REFORMATTING TEXT TO NUMBERS

A number of international organizations, including WHO and UNAIDS,  have created spreadsheets for downloading in which numeric data is formatted as text. This means that the data must converted to numbers before the data can be used in calculations. In some cases the conversion requires only a selection of all the problematic data and converting it to a numeric format using the format menu available when you right click on the data--this would apply when there are no text characters in the relevant fields.  When there is a single text character--for example when a number of the fields contain data which resembles "<356" or even "<=356" the characters can be removed using the search and replace function of the spreadsheet then converting the remaining text to a number. These solutions apply to either Excel or LibreOffice Calc. [For instructions on "search and replace" in Excel click here. There are instructions for the "find and replace" function in LibreOffice Calc here.]

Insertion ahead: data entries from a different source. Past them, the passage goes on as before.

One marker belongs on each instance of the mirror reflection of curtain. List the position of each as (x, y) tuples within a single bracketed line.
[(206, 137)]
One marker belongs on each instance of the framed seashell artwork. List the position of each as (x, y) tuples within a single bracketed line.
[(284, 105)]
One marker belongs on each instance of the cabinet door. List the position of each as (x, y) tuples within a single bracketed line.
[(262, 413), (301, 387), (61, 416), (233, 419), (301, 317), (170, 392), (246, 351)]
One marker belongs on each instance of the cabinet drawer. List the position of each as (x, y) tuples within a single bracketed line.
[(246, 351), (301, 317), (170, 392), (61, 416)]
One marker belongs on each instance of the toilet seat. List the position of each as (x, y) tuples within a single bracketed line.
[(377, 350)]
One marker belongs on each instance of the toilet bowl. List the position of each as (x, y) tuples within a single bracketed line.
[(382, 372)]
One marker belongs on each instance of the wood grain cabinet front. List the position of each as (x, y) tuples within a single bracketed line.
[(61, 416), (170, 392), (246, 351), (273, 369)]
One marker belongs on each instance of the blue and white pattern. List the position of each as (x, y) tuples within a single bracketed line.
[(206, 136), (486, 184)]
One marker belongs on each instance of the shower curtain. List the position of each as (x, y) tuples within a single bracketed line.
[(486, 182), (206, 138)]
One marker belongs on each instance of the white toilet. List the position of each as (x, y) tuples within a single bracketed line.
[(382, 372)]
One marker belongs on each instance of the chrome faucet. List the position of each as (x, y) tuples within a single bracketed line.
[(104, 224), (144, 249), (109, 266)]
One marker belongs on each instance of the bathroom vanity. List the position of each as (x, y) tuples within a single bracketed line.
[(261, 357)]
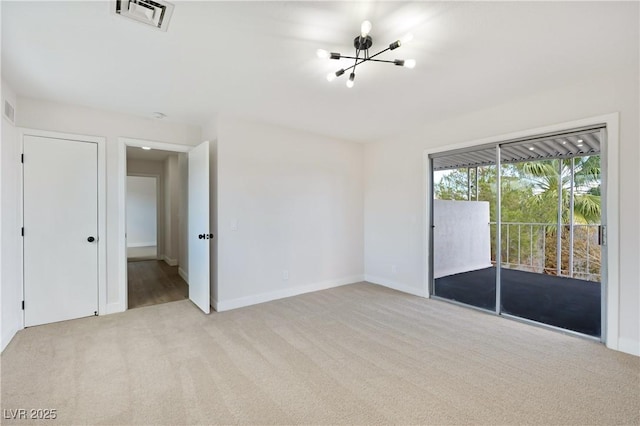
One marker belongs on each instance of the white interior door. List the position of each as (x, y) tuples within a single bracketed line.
[(199, 237), (60, 229)]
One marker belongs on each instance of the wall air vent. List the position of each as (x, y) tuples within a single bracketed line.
[(9, 112), (155, 13)]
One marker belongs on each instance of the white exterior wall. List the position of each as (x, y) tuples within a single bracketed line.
[(461, 237)]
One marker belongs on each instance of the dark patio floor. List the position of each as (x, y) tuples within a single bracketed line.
[(563, 302)]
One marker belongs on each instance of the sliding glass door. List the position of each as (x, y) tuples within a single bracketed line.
[(522, 239), (464, 200)]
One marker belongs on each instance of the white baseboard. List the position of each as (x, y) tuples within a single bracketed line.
[(7, 337), (226, 305), (629, 346), (466, 268), (114, 308), (184, 275), (397, 286), (151, 244), (169, 261)]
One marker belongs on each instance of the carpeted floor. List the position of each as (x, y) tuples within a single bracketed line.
[(563, 302), (358, 354)]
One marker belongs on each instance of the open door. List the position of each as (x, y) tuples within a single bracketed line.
[(199, 237)]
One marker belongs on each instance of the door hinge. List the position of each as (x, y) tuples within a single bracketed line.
[(602, 237)]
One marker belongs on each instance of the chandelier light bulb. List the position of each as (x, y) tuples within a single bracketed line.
[(365, 28), (322, 54), (352, 76), (410, 63)]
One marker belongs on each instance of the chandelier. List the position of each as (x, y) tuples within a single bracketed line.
[(362, 43)]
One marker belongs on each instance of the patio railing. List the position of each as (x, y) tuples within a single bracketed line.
[(534, 247)]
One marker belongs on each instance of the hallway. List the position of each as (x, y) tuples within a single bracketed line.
[(152, 282)]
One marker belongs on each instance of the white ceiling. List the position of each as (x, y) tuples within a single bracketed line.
[(136, 153), (257, 59)]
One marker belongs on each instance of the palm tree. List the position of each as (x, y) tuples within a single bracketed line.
[(545, 176)]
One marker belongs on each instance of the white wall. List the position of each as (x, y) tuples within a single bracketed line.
[(395, 189), (461, 237), (44, 115), (183, 214), (10, 224), (171, 206), (210, 133), (142, 211), (296, 200)]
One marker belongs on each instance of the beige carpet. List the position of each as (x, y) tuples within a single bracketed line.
[(359, 354)]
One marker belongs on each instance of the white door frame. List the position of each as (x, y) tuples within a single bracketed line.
[(123, 143), (102, 206), (609, 163)]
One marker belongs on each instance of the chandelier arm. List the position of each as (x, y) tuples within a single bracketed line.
[(368, 59), (365, 60), (356, 60)]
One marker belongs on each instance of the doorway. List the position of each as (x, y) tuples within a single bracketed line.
[(518, 229), (194, 224), (142, 217), (153, 233)]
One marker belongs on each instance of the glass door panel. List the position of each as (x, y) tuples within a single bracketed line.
[(464, 232)]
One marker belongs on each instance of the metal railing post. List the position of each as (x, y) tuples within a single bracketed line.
[(559, 228), (571, 218)]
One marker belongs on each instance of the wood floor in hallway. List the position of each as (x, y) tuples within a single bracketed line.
[(152, 282)]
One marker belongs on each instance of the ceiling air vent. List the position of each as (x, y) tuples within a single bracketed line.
[(155, 13)]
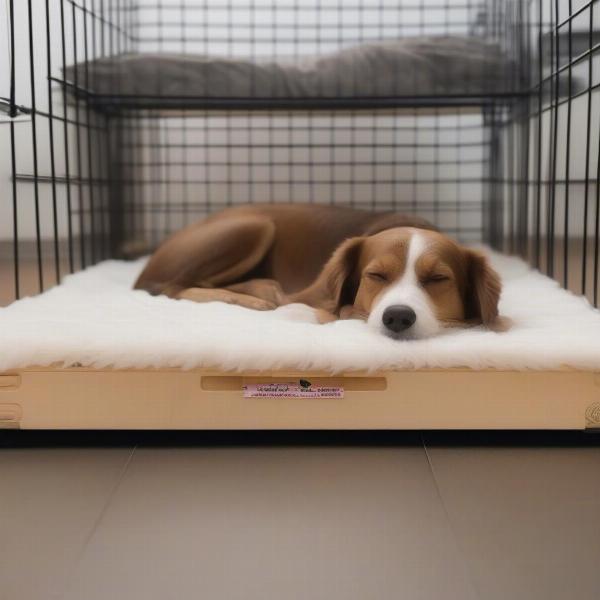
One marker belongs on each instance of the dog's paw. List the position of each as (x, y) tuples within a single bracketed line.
[(301, 313)]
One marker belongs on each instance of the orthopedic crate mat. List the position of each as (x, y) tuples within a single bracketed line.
[(95, 319)]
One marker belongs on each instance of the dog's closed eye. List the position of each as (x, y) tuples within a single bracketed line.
[(376, 276)]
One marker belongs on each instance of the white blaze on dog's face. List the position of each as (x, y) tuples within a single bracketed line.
[(402, 308), (410, 283)]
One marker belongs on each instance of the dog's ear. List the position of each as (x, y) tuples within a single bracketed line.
[(483, 290), (337, 284)]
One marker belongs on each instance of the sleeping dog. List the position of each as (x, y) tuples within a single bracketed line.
[(396, 272)]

Dealing with fields which contain two or more separate data elements combined with text characters creates a more difficult situation which requires the use of spreadsheet string functions. Such a field might look like "20.4 [4.4-42.6]" where the data represents percentages--the first figure 20.4 is the estimated percentage of the population which is obese while 4.4 and 42.6 are the estimated lower and upper bounds. It is not possible to consider all of the potential variations of this problem, but using this data as a sample will introduce the relevant string functions and demonstrate the methodology.

Using Spreadsheet String Functions: The sample solution presented below will work with either Excel or LibreOffice Calc which both use the same string functions.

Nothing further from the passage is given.